Question

What is energy? Prove that work done by an object is equal to the difference between kinetic energy in its two states.

Answer 1

Hint:The potential energy stored by an object's position in a force field (gravitational, electric, or magnetic), the elastic energy stored by stretching solid objects, the chemical energy released when a fuel burns, the radiant energy carried by light, and the thermal energy due to an object's temperature are all examples of common forms of energy.

Complete step by step answer:
Energy is the quantitative quality that must be supplied to a body or physical system in order to perform work on it or to heat it, according to physics. Energy is a conserved quantity, meaning it may be transformed in form but not generated or destroyed, according to the rule of conservation of energy. The joule is the energy supplied to an item by the effort of moving it a distance of one metre against a force of one newton, as defined by the International System of Units (SI).

Newton's second law may be used to develop the work-energy theorem.Work is the process of transferring energy from one location to another or from one form to another. Work can affect the potential energy of a mechanical device, the heat energy in a thermal system, or the electrical energy in an electrical device in more generic systems than the particle system described here.

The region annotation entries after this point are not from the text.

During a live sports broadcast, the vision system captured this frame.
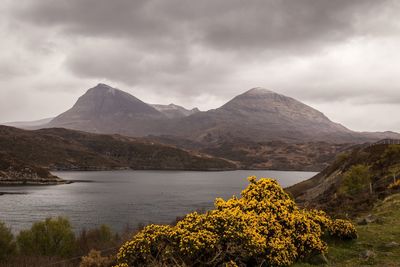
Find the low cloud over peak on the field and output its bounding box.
[0,0,400,131]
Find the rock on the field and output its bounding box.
[360,249,376,260]
[308,253,329,265]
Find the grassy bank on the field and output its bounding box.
[293,194,400,267]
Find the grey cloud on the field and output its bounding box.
[0,0,400,133]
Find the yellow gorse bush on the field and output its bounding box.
[117,176,357,267]
[388,180,400,189]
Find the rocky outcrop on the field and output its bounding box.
[0,156,67,185]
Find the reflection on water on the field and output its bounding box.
[0,170,316,231]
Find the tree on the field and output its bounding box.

The work and kinetic energy principle (also known as the work-energy theorem) says that the work done by all forces acting on a particle equals the change in the particle's kinetic energy. By defining the work of the torque and rotational kinetic energy, this concept may be extended to rigid bodies. The change in kinetic energy KE is equal to the work W done by the net force on a particle:
\[W = \Delta KE = \dfrac{1}{2}m{v_f}^2 - \dfrac{1}{2}m{v_i}^2\]
where${v_i}$ and ${v_f}$ are the particle's initial and final speeds, respectively, and m is the particle's mass.

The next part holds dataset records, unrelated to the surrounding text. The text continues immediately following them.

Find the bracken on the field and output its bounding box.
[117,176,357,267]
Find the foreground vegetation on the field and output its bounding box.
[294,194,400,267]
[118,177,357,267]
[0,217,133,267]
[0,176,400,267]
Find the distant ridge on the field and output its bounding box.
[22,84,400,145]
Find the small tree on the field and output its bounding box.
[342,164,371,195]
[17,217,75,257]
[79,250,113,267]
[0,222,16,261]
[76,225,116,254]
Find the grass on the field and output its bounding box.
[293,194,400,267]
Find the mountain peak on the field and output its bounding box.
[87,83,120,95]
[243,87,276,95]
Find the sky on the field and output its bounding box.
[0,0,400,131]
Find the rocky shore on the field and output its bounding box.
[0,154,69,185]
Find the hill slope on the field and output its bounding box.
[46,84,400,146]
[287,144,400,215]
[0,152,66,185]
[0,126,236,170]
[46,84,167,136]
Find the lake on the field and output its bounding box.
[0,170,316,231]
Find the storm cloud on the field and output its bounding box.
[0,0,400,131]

For the purpose of simplicity, we'll assume that the resulting force F is constant in size and direction, and that it's parallel to the particle's motion. The particle is travelling in a straight path with constant acceleration. The equation F = ma (Newton's second law) describes the link between net force and acceleration, and the particle's displacement d may be calculated using the equation:
\[{\text{v}}_{\text{f}}^2 = {\text{v}}_{\text{i}}^2 + 2{\text{ad}}\]
We obtaining
\[\dfrac{{{\text{v}}_{\text{f}}^2{\text{ - v}}_{\text{i}}^2}}{{2a}}{\text{ = d}}\]

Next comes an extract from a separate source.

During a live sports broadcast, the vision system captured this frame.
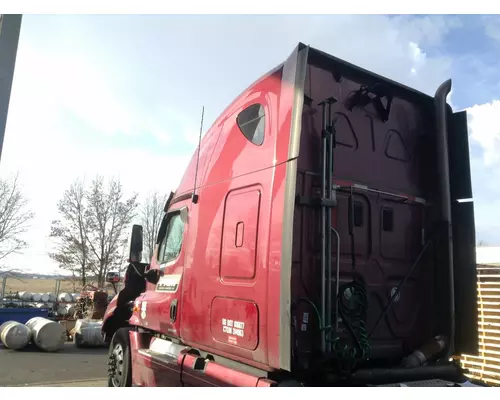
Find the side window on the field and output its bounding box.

The product of the net force's magnitude (F=ma) and the particle's displacement is used to compute the net force's work. When the aforementioned equations are substituted, we get:
\[W = Fd \\
\Rightarrow W= ma\dfrac{{{v_f}^2 - {v_i}^2}}{{2a}} \\
\Rightarrow W= \dfrac{1}{2}m{v_f}^2 - \dfrac{1}{2}m{v_i}^2 \\
\Rightarrow W= K{E_f} - K{E_i} \\
\therefore W= \Delta KE\]

Note:When energy is trapped in a system with zero velocity and can be weighed, it becomes weight. It's also the same as mass, and it's always connected with mass. As explained in mass-energy equivalence, mass is also comparable to a specific quantity of energy and is always connected with it.